Korn then assures us: “So far, nothing ‘populist’ in this.” Perhaps not, but then this comment would also apply to TRT’s focus groups and surveys in the period when the party developed its policies. For PPT, Korn is simply dissembling or just demonstrating that he has no idea about the nature of TRT’s political innovations.

Then he makes what is for PPT a remarkable claim. He says that the  “civil servants, academics and other interested parties, suddenly given this freedom and power, found a level of creativity that surprised themselves and certainly surprised us.” Apart from sounding like David Cameron, he again shows little knowledge of the TRT innovations that made the party so popular. And, he wants us to see plagiarized processes that produce essentially plagiarized results as innovative.

PPT doesn’t doubt that some good policy might come of repackaging and reconsidering the TRT innovations. Nor do we doubt that there isn’t continuing need for good policy that addresses real needs. But to claim innovation and difference when there is none demonstrated is sounding like the marketing men at work rather than anything else. They are the ones who must sell faux innovation to voters and hope that they ignore guns, censorship, repression and government mendacity.
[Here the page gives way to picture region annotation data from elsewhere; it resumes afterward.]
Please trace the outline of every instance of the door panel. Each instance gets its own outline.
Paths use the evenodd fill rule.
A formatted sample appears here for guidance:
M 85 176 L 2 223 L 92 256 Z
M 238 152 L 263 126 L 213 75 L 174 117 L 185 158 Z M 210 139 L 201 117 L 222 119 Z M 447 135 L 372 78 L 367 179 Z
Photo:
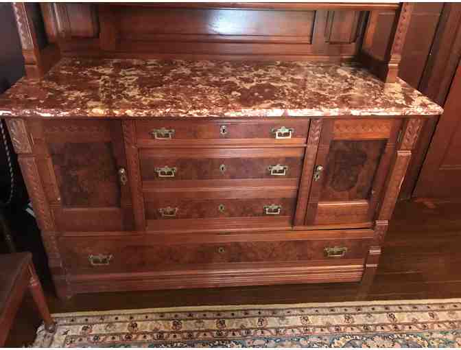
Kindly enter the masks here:
M 332 141 L 320 201 L 368 198 L 386 143 L 386 140 Z
M 121 231 L 132 229 L 126 159 L 117 121 L 43 123 L 49 177 L 58 196 L 51 201 L 58 229 Z M 126 172 L 125 173 L 126 176 Z
M 324 121 L 305 224 L 368 226 L 401 121 Z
Update 1: Suthichai Yoon at The Nation is critical of the Pracha Wiwat policies for several reasons, including this yellow-tinged epithet: “Don’t ask me what happened to the ‘sufficiency economy’ policy that the Democrats claimed as one of their top priorities. Don’t ask why they were saying that populism under somebody else was bad because it created grassroots dependency on the powers-that-be, and that it could be so addictive that the withdrawal symptoms could be fatal.”

Update 2: Readers will be interested in the interview in The Nation with Sungsidh Piriyarangsan, “who previously advised former premier Thaksin Shinawatra. Now, Sungsidh is chairman of Chandrakasem Rajabhat University’s PhD programme in good governance. Earlier this year, the academic was approached by Finance Minister Korn Chatikavanij to help formulate measures that work for the grassroots population.”